Nikolaj Lie Kaas incarne ici Anker, le braqueur qui tente de reprendre le contrôle de sa vie, tandis que Mads Mikkelsen interprète Manfred, enfermé dans une identité empruntée à John Lennon. Lars Brygmann, Sofie Gråbøl, Søren Malling, Bodil Jørgensen et Nicolas Bro complètent la distribution de cette comédie noire aux accents de drame familial et de thriller.
Révélé en France par ses réalisations Les Bouchers verts et Adam’s Apples, le cinéaste semble signer avec son dernier-né une conclusion à une trilogie thématique, entamée avec ses deux précédents films : Men and Chicken et Riders of Justice. Ou comment des familles dysfonctionnelles se font et se défont à partir de traumatismes collectifs dans lesquels ils doivent replonger. La complexité de l’esprit humain s’y dispute toujours avec le retour d’instincts primaires (tout le monde se tape dessus), et Jensen laisse sa caméra capter avec délice ce chaos à la manière d’un microcosme de civilisation toujours sur le point de s’écrouler. De film en film, il teste les limites du contrat social rousseauiste, et la forêt suédoise moussue dans laquelle a été tournée une bonne partie de The Last Viking porte en elle le fantasme d’un retour à l’état de nature, d’une innocence détruite par le vivre-ensemble et la violence qui se transmet comme des gênes.
Mads World
Tout commence quand Anker (Kaas), cambrioleur endurci, sort de prison après une peine de quinze ans et veut récupérer sa part du butin lié à un braquage de banque, soit 20 millions, cachée par son frère Manfred (Mikkelsen en perruque). Manfred, qui se sent très viking, est au-delà du spectre de l'autisme (et c'est peu de le dire). Le parcours ramène les deux frères dans un maison où ils vécurent enfants, qui est maintenant un logement Airbnb tenu par un couple dysfonctionnel : Margrethe (Gråbøl) et Werner (Søren Malling). Les problèmes ne font que commencer. C'est là que se présente Friendly Flemming (un Nicolas Bro abject), une brute épaisse au coup de poing facile qui veut plus d'argent que sa part (enfin qui veut tout, en fait), sans quoi les choses "vont mal tourner". Manfred ne veut pas/ne peut pas dévoiler où se trouve la cachette et de plus, il répond désormais au nom de “John” (car il se prend pour Lennon, rien que ça). Et puis, il y a l'endroit lui-même, qui abrite de mauvais souvenirs : là, leur père (Lars Ranthe), très violent, a fait de la vie des frères un enfer. Donc oui, les problèmes ne font que commencer. Et le tout est né de l'imagination formidable autant que bizarroïde de ce cinéaste.
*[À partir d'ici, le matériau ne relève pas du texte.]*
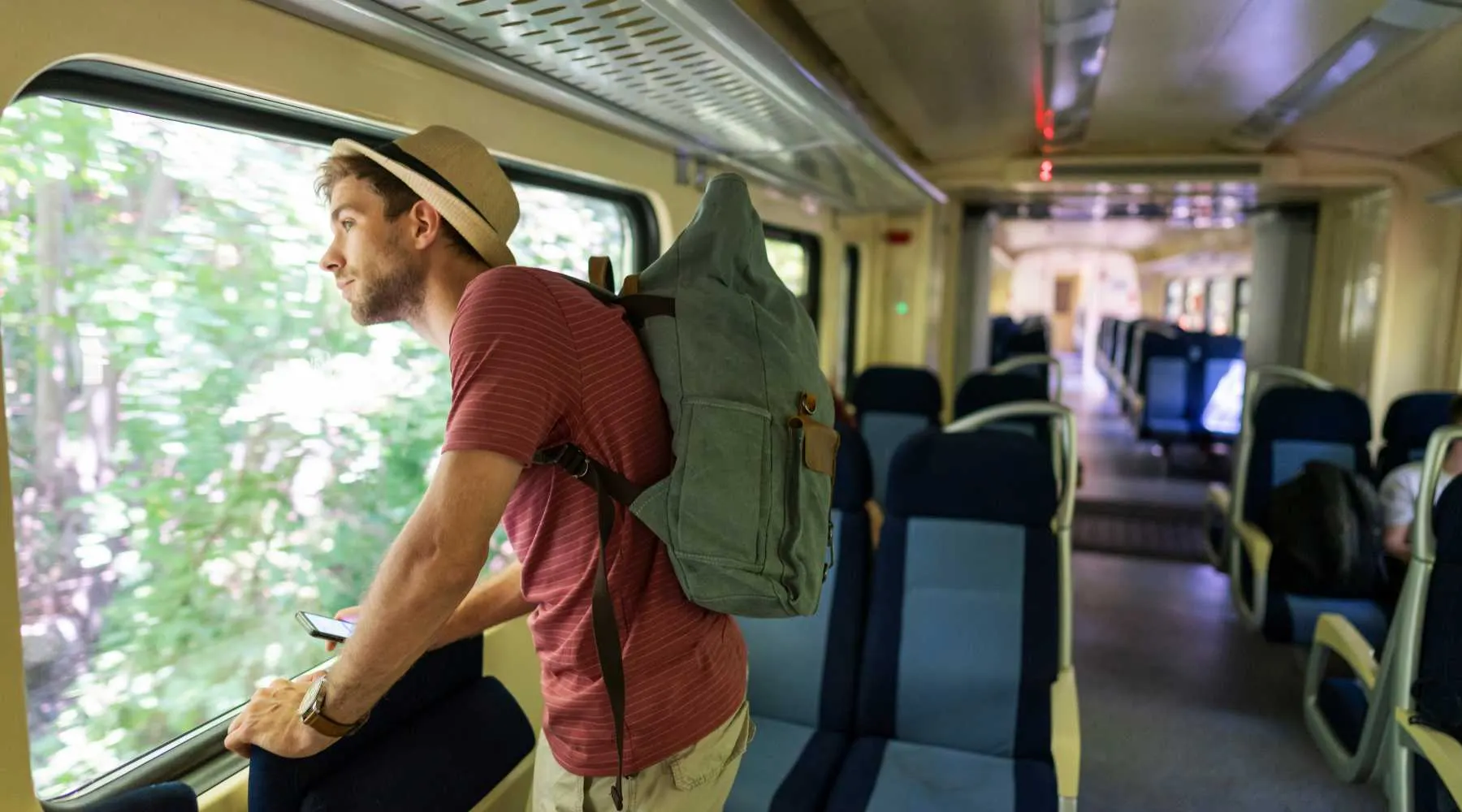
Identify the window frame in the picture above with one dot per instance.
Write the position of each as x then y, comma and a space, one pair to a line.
197, 757
811, 246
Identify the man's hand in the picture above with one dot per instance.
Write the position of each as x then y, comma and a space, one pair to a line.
272, 720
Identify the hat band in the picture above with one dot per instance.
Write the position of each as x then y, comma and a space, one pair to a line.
392, 151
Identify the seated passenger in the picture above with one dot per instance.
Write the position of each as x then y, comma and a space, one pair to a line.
1398, 497
420, 230
1403, 486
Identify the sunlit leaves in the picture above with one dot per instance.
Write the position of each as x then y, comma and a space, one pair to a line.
202, 442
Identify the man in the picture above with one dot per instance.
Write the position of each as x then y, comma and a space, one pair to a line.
1403, 486
420, 230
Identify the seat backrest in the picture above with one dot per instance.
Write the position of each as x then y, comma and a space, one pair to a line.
1217, 387
804, 669
893, 404
983, 391
1294, 425
1164, 376
173, 797
962, 638
1001, 327
1410, 421
1120, 345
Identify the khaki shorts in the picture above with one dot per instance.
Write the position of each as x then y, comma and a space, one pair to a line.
696, 779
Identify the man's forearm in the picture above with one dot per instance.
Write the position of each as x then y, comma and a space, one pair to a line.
496, 601
420, 585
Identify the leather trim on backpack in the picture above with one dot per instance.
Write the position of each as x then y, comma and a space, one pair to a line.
819, 444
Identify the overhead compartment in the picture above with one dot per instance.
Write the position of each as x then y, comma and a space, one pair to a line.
698, 76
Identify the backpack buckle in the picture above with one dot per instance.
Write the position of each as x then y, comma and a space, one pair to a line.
569, 457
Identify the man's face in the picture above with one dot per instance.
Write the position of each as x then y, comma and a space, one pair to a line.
370, 256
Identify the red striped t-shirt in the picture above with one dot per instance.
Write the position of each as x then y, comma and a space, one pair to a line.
539, 361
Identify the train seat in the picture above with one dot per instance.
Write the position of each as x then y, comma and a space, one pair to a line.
1345, 720
1217, 389
962, 643
1291, 427
442, 738
983, 391
803, 671
893, 404
1161, 408
1410, 421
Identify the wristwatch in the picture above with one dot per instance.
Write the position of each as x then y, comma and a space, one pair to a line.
312, 713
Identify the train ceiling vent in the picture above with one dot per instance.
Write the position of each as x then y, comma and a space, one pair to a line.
1392, 31
698, 76
1065, 173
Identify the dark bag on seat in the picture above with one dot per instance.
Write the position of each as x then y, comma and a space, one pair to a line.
1326, 528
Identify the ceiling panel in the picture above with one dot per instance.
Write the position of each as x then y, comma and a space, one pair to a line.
1179, 75
957, 75
1412, 106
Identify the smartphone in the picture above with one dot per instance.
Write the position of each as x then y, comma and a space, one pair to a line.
325, 628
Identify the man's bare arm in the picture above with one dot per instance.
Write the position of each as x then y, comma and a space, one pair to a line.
496, 601
424, 577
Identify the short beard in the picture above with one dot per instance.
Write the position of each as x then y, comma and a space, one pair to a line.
398, 296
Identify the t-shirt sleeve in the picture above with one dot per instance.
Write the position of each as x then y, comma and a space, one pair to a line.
1398, 495
513, 369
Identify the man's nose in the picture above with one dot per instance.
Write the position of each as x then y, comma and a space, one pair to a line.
331, 261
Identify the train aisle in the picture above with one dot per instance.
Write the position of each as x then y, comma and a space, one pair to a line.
1182, 709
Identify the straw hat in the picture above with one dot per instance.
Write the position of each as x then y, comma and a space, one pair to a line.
460, 177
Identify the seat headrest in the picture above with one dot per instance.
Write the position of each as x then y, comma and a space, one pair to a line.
1411, 420
898, 389
984, 391
853, 484
1312, 413
1222, 347
987, 475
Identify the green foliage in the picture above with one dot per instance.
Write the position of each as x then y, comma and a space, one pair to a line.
202, 442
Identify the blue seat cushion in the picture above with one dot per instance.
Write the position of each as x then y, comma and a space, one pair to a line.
787, 767
1290, 618
885, 433
888, 775
1343, 703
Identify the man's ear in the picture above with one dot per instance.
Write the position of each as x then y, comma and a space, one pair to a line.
426, 224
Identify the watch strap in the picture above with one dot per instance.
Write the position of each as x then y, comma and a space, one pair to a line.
314, 717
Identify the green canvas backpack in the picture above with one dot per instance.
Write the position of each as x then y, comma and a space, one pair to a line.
746, 513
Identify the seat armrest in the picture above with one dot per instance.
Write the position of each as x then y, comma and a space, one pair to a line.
1066, 733
1338, 634
1257, 546
1436, 746
1255, 543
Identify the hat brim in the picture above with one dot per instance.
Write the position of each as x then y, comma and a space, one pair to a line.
471, 225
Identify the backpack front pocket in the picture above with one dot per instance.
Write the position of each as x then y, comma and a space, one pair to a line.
724, 490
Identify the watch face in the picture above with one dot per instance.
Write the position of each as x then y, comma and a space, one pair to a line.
310, 697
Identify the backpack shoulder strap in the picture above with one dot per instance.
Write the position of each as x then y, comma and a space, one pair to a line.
635, 304
612, 488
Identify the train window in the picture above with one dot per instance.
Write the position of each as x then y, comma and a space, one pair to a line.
1220, 305
796, 256
202, 442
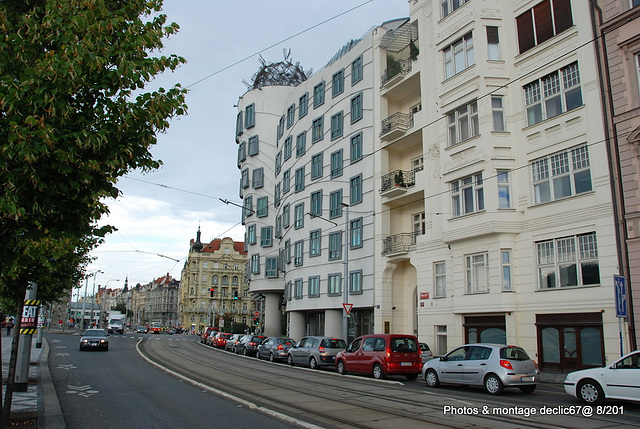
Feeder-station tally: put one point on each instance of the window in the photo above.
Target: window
(355, 282)
(355, 183)
(467, 195)
(505, 264)
(299, 184)
(318, 95)
(355, 228)
(440, 279)
(314, 286)
(266, 236)
(298, 216)
(337, 125)
(303, 105)
(262, 206)
(356, 70)
(542, 22)
(250, 116)
(258, 178)
(337, 83)
(316, 166)
(497, 110)
(477, 273)
(448, 6)
(336, 164)
(291, 116)
(316, 203)
(568, 261)
(297, 288)
(271, 268)
(251, 234)
(554, 94)
(315, 238)
(463, 123)
(334, 281)
(561, 175)
(255, 263)
(458, 56)
(335, 201)
(335, 246)
(301, 144)
(356, 148)
(317, 129)
(288, 143)
(298, 251)
(356, 108)
(493, 44)
(254, 145)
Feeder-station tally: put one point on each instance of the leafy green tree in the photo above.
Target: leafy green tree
(74, 118)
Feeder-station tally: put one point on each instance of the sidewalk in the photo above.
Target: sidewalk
(38, 407)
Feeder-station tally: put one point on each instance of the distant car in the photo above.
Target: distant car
(274, 348)
(619, 380)
(315, 352)
(427, 354)
(381, 355)
(231, 342)
(94, 339)
(249, 344)
(493, 366)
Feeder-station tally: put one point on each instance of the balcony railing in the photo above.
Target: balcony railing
(397, 179)
(398, 123)
(396, 69)
(399, 243)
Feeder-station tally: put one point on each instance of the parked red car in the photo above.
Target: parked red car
(381, 355)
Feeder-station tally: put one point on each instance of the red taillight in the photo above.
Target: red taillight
(506, 364)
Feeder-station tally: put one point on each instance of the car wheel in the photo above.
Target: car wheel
(528, 389)
(590, 392)
(493, 384)
(431, 378)
(377, 372)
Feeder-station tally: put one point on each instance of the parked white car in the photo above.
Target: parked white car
(619, 380)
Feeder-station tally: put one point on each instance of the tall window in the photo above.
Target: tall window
(458, 56)
(504, 189)
(561, 175)
(553, 94)
(568, 261)
(477, 273)
(467, 195)
(463, 123)
(542, 22)
(440, 279)
(505, 265)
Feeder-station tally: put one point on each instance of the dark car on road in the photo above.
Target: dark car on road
(248, 345)
(94, 339)
(274, 348)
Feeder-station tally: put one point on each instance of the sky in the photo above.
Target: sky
(158, 213)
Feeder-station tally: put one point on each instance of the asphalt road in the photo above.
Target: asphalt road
(118, 389)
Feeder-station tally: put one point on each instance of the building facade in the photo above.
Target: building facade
(214, 285)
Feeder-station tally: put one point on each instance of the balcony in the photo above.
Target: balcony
(397, 183)
(396, 126)
(399, 244)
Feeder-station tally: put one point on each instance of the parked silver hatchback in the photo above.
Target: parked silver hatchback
(315, 352)
(493, 366)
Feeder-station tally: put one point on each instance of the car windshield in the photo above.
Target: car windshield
(334, 343)
(513, 353)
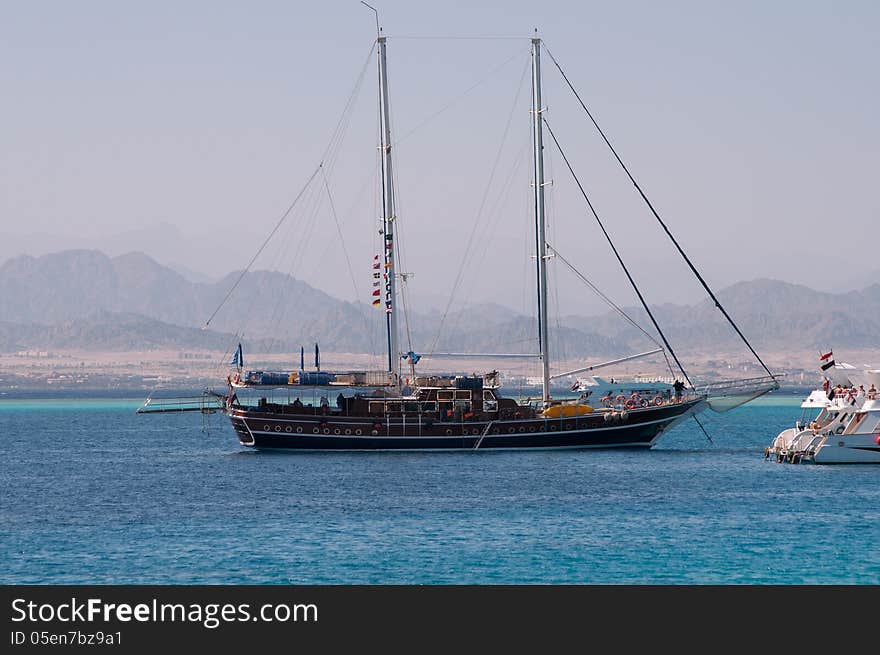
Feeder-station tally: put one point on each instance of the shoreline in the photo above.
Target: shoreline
(121, 373)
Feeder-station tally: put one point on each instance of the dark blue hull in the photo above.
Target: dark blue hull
(634, 429)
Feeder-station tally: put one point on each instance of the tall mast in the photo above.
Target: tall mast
(388, 217)
(540, 230)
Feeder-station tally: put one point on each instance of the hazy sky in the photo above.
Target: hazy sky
(186, 128)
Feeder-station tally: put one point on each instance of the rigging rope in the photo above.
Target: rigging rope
(659, 220)
(617, 254)
(345, 252)
(471, 241)
(611, 304)
(257, 254)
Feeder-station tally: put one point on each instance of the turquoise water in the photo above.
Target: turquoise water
(94, 493)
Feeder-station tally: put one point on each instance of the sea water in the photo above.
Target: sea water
(95, 493)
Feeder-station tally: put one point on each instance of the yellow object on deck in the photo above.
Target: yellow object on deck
(559, 411)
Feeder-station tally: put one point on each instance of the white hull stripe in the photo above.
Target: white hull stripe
(505, 435)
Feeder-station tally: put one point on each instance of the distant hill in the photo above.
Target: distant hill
(84, 299)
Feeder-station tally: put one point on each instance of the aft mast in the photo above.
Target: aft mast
(540, 229)
(388, 218)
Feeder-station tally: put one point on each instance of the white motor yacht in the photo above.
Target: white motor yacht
(846, 429)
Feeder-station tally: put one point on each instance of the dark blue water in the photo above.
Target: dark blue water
(93, 493)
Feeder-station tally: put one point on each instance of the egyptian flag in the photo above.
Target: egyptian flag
(826, 361)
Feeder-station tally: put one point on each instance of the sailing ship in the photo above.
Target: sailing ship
(399, 409)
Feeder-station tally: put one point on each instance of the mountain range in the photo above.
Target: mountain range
(85, 299)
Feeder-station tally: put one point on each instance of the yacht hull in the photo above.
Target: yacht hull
(635, 429)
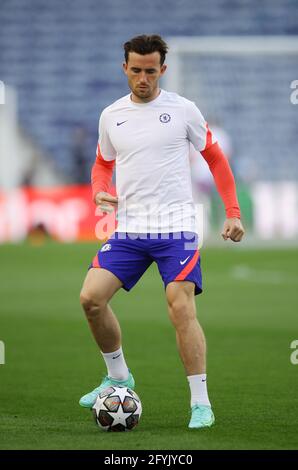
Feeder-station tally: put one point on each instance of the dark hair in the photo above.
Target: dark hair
(146, 45)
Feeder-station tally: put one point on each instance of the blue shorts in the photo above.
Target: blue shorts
(128, 256)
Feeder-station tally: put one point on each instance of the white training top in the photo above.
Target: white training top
(150, 142)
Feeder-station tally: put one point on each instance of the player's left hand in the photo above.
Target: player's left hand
(233, 229)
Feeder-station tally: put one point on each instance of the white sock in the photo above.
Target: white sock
(116, 365)
(198, 389)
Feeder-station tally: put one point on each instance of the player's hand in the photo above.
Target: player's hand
(233, 229)
(106, 202)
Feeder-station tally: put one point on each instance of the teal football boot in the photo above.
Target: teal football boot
(88, 400)
(201, 417)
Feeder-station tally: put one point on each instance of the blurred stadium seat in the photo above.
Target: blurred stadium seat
(64, 57)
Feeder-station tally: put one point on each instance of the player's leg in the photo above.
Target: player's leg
(119, 263)
(192, 348)
(189, 334)
(98, 288)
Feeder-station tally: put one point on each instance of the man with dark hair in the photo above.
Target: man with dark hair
(147, 134)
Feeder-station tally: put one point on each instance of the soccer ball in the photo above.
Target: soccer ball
(117, 409)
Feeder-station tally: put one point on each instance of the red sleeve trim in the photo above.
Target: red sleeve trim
(224, 179)
(101, 174)
(208, 137)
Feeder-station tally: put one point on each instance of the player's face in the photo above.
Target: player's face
(143, 73)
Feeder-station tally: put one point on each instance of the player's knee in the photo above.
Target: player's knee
(93, 306)
(180, 312)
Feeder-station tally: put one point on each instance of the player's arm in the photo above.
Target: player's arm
(201, 137)
(102, 171)
(226, 187)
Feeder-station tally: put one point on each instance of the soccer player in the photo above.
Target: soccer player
(146, 135)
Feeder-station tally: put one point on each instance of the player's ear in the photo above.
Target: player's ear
(124, 66)
(163, 68)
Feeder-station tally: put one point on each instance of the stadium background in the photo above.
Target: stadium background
(60, 65)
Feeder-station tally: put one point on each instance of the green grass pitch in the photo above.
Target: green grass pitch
(249, 314)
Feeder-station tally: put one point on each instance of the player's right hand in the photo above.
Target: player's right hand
(106, 202)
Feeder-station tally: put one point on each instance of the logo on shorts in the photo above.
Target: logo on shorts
(184, 261)
(106, 247)
(164, 118)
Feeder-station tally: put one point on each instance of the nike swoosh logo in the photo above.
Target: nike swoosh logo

Comme Roy Andersson, ou encore Aki Kaurismäki, Anders Thomas Jensen a un style si distinctif qu'on le reconnaît dans la minute. Comme Thomas Vinterberg, Nicolas Winding Refn et Susanne Bier, il a joué un rôle déterminant dans la vague danoise qui a pris son élan au milieu des années 1990 et continue de rouler. À quatre décennies et quelques du début de sa carrière, M. J. serait-il enfin prêt à conquérir le monde lui aussi ?
“Plus c’est gros, plus ça passe”, semble être la devise du scénariste et réalisateur Anders Thomas Jensen. On peut néanmoins chercher la petite bête et questionner la plausibilité qu’Anker se sorte indemne à chaque fois de ses chutes. Preuve qu’on est attaché à l’histoire, mais au point de s’aggriper.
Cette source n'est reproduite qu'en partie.